Sri Lanka in Turmoil as Economic Crisis Spirals into Political Chaos  

Sri Lanka faces unprecedented turmoil as a deepening economic crisis triggers raging street demonstrations while a political impasse plays out as President Gotabaya Rajapaksa defies calls to step down, complicating efforts to alleviate the situation, analysts say.

As lines for cooking fuel, gasoline, diesel fuel and food grow longer and crippling power cuts plunge homes into hours of darkness, public anger has mounted, with people from all walks of life joining spontaneous protests – students, the middle class and low-income workers.

The acute shortages have arisen as the country struggles to pay for essential imports, while foreign exchange reserves have been depleted to critically low levels.

“The prices of fuel, petrol, bread has almost doubled. Rice and basic staples have gone up rapidly in the past two months,” said Jehan Perera, director of the non-governmental advocacy group the National Peace Council, in Colombo.

There are also dire warnings of an impending health crisis. Sri Lanka’s medical association has said that critical shortages of drugs and medical equipment will affect hospital emergency services in coming weeks.

It is a massive setback for a country of 22 million people that was ranked three years ago as an upper middle-income nation by the World Bank.

The Sri Lankan rupee has depreciated sharply, while food inflation surged to nearly 30% in March. Foreign exchange reserves have dwindled to less than $2 billion, even as the country’s foreign debt adds up to about $50 billion.

Economists say that while the crisis was years in the making in a country where expenditures have exceeded income, mismanagement during the last two years led to the current problems.

“The government started using its foreign exchange reserves to pay for its debt. It basically self-destructed, with a series of missteps,” Murtaza Jafferjee, chairman of Advocata Institute, a research organization based in Colombo, said.

Tax breaks given after the government came to power to fulfill electoral promises depleted tax revenues. The government had argued that it would stimulate the economy.

The coronavirus pandemic battered the tourism sector, a vital source of revenue for the island nation of scenic tropical beaches.

A sudden ban last year on imported chemical fertilizers hit crop production and food supplies, especially the vital rice crop. The ban was imposed in a bid to switch to organic farming, but critics say it was also meant to conserve shrinking foreign exchange reserves.  Although it has now been lifted, it has contributed to food shortages, with farmers saying their yields have dropped significantly.

Critics also blame huge infrastructure projects built by China for adding to the country’s massive debt burden. “We built infrastructure that would take 20 to 30 years to pay back… We also selected white elephant projects,” Jafferjee said.

Surging commodity prices because of the Ukraine crisis became a tipping point, as imports of commodities such as fuel and wheat became more expensive.

The government appointed a panel of experts Thursday to address the debt crisis and “lead towards sustainable and inclusive recovery for Sri Lanka.” A government statement said it will work with the International Monetary Fund.

However, there are fears that political gridlock will make it harder to address the crisis. The entire cabinet resigned this week in an apparent bid to mollify public ire, whose chants of “Go home, Gota” are heard on streets nationwide and have become a trending hashtag on Twitter.

The administration is working with only a handful of ministers and there is no finance minister — a minister appointed this week quit in a day.

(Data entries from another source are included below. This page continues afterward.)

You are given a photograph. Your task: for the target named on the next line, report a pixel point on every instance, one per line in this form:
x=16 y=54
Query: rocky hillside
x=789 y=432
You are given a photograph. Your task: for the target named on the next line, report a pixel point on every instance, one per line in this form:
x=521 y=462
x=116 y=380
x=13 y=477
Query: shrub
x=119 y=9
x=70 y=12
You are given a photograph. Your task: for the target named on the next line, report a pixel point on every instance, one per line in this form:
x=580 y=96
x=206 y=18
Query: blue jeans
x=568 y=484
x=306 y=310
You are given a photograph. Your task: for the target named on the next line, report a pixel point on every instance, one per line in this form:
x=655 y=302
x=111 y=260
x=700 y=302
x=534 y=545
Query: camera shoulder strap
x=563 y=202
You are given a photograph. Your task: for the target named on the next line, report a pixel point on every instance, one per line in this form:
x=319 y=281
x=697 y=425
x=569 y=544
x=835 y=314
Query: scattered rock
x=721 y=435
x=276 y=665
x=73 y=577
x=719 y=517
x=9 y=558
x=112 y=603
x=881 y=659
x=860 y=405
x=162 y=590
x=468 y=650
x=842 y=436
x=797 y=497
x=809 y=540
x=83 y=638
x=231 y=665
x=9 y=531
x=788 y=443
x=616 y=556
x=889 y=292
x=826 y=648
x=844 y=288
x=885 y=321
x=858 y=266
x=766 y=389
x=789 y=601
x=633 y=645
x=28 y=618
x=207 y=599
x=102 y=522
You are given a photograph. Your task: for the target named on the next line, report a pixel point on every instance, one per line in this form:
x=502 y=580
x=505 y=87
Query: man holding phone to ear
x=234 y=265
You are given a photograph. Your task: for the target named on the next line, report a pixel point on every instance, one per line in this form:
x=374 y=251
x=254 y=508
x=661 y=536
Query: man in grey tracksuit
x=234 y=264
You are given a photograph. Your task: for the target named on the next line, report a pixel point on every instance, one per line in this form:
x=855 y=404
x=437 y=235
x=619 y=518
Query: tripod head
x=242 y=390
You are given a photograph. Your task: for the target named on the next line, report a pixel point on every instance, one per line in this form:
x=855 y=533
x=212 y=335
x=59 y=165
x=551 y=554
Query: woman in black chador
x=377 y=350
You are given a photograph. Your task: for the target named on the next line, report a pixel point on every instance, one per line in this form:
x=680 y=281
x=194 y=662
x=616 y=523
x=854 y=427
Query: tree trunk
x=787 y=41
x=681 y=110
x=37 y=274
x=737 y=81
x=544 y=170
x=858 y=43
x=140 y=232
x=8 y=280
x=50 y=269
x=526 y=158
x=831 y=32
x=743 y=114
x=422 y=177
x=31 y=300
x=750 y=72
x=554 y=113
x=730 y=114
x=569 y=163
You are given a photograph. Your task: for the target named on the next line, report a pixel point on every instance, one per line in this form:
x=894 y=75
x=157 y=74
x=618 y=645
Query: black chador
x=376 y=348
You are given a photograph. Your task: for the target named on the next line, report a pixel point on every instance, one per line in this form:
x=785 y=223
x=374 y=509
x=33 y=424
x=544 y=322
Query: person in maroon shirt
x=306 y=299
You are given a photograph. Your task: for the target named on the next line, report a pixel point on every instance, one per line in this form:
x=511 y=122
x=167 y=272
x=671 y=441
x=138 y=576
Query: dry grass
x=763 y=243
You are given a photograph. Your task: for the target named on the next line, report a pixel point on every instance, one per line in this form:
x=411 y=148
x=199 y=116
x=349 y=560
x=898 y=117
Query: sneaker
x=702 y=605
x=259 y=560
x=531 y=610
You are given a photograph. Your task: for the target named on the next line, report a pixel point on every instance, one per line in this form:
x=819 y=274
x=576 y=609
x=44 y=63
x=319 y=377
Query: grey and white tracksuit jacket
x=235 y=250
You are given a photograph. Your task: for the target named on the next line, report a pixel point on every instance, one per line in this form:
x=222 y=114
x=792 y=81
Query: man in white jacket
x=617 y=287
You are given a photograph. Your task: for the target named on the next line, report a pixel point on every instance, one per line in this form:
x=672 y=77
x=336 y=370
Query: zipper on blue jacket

About 40 lawmakers have walked out of the ruling coalition, leaving the government in a minority. Opposition parties have rejected the president’s call to join a unity government and said they will call for a no-confidence vote on leadership if there is no effective action to resolve the economic crisis.

Rajpaksa has rejected calls to step down.

“As a responsible government, we state that President Gotabaya Rajapaksa will not resign from his post under any circumstances,” chief government whip in parliament Johnston Fernando said Wednesday.

Rajapaksa was voted into power in 2019 with a landslide mandate after deadly attacks by Islamist militants raised security concerns.

Political analysts say it is a stunning reversal for the country’s pre-eminent political dynasty that controls the government. The president’s brother, Mahinda Rajapaksa, is the prime minister.  His younger brother and other family members previously controlled key ministries such as finance, agriculture and education. They have now stepped down.

“The situation is volatile. People basically want the entire family to go,” the National Peace Council’s Perera said. “For the public, they have become a symbol of corrupt politics in the country.”

Analysts say the government has little choice but to seek an IMF bailout.

“We do not have access to international financial markets because credit rating agencies have downgraded us to junk and below junk status. So we are in an absolute bind,” said Paikiasothy Saravanamuttu, the head of research organization the Center for Policy Alternatives in Colombo.

There are fears that the economic hardships facing the country will not ease soon.

 “The situation is very, very dire. There is no quick fix at all. It is a question of putting in place a set of things that will eventually reach a point of stability,” warned Saravanamuttu.  “Things are going to get worse before they get better. I don’t think there is any escaping from that.”

The Advocata Institute’s Jafferjee said Sri Lankans will have to settle for significantly lower standards of living for some time, adding, “We will have to rebuild our country from scratch. It is one of our darkest hours.”